Port Antonio, Jamaica
Yah Man, we are still in Jamaica. Yah Man, music blasting 24-hours a day, Yah Man, the same tunes, same rhythm... Respect Man, food is spicy, jerk pork, jerk chicken, curries...spices melt and mingle in our mouths - a big change from the Raoul’s country! It’s lush here, green folliage and flowers of incredible colours everywhere… Blue Mountains just step away. This place was made famous by the actor Errol Flynn, who said Port Antonio was more beautiful than any woman he had ever seen – hmmm…maybe he really didn’t look around that hard, it has it’s charm, but… Still, it is the safest parish of this country and it’s free from tourist crowds. This was a thriving banana shipping port, even as far back as 2003 when we stopped here, but now due to global competition this industry is gone. Port facilities here are modern and guarded around the clock. We took advantage of their new yard and pulled Nikan out to see what’s going on with the keel coating protection. Surprise! - the damage was more extended than we suspected. We had to redo the entire underwater protection, 6 days, 14-hours a day working under the blaring sun, 30+°C – not an ounce of fat on J-P’s body left. Can’t say that about my aging middle age figure! There is always something to fix or maintain. Like one of the fellow sailors said: “People think we are retired and on vacation, but man, this is work.” and I have to agree, although now we should be good for a while…till something else goes. We had a great day rafting on Rio Grande. Rafting here means sitting on the bamboo raft with a guide and gently flow down the river with a stop for a beer, home made lunch on the river bank. After a month here, we are slowly getting prepared to head towards Boca del Torro in Panama, about 600 nautical miles from here, which should take us between four to five days. As they say here, later….

March, 2009


Port Antonio, Jamaica
We say good-bye to our friends in Cuba. Before leaving communism behind, we rent a car and visit Santiago. For sure we would be still lost, wondering around the signless countryside, signless city, if it wasn't for the never ending mass of hitchhikers that direct us. There are no signs anywhere, except propaganda billboards and if you don't follow the main highway, it's very easy to get lost. We drive a family with their sick baby to the hospital in one city, another sick woman with an infection after her cesarean and with her new baby to another hospital, in another city, students to university after their weekend with the family in some village....endless, we always try to stop for a woman with a child. These people sometimes wait for hours for a bus, and it has been known - personally by J-P (when I was in Toronto) - that sometimes bus doesn't show up at all! On the way to Fort El Morro J-P makes an exception and picks up two young, cute, sexy girls who visit the place with us. This is a bit of diversion for them. as there is not much happening in people's life, except maybe dreaming about a bottle of good shampoo!
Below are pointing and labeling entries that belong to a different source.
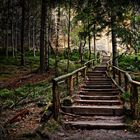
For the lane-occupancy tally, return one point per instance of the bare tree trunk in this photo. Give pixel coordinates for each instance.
(7, 30)
(69, 17)
(57, 38)
(12, 32)
(22, 32)
(94, 37)
(42, 35)
(114, 47)
(89, 39)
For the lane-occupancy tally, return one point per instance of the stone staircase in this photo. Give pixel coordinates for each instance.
(97, 104)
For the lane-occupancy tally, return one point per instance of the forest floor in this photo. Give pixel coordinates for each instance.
(24, 121)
I get fed up with the never changing propaganda signs and wonder if majority of people are really, really brainwashed, as signs are not only in public places, but in the city we see them on private doors, windows and always it's the same something or death. Good-bye Cuba!!
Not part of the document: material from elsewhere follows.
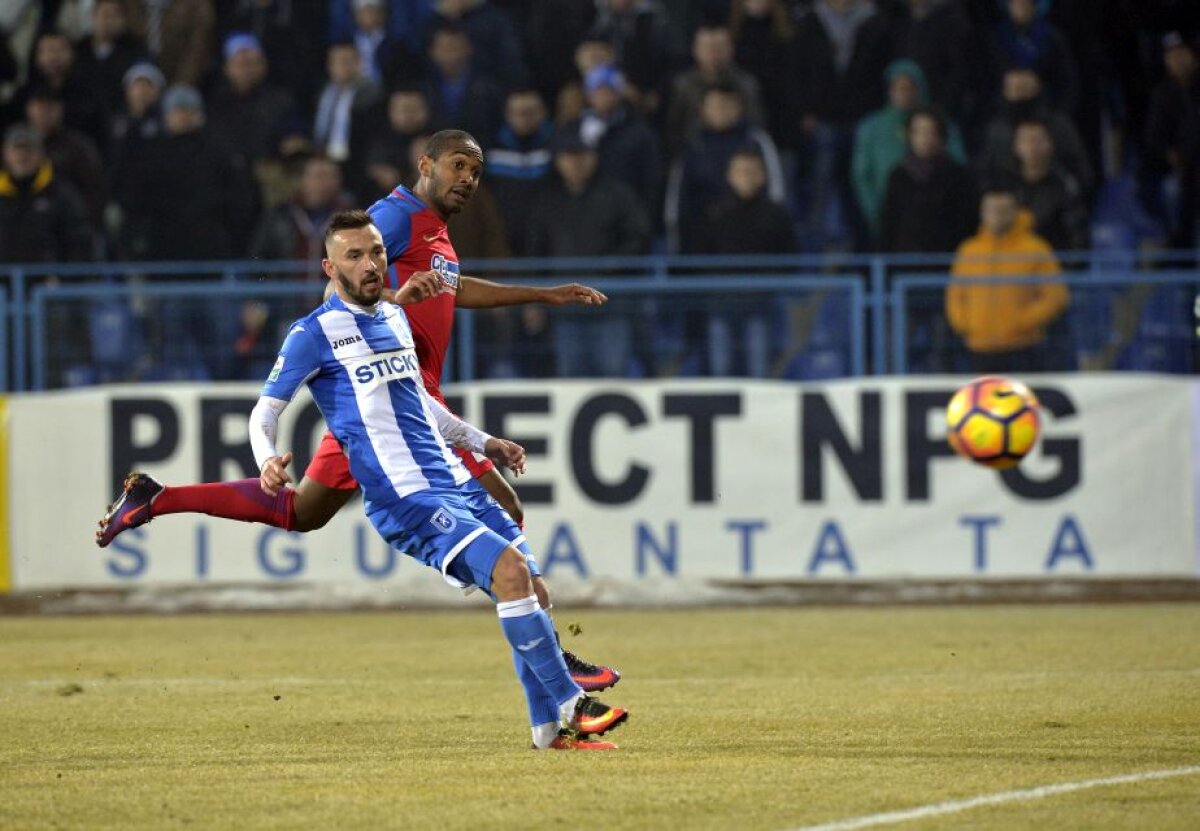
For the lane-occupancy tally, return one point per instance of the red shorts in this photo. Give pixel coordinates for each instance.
(330, 467)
We arrived to Port Antonio, Jamaica after uneventful passage of 2 1/2 day. J-P discovered some damage on the keel coating protection, so that has to be fixed here, before we continue to Panama. There is no shortage of fruit here, or vegetable. and although grown on this island, is more expensive than in Canada. And finally Internet! We are enjoying everything that free market has to offer us here and J-P is trying to gain some weight he lost in Cuba, ice cream in on his daily menu. I just have to watch that he doesn't over-do it!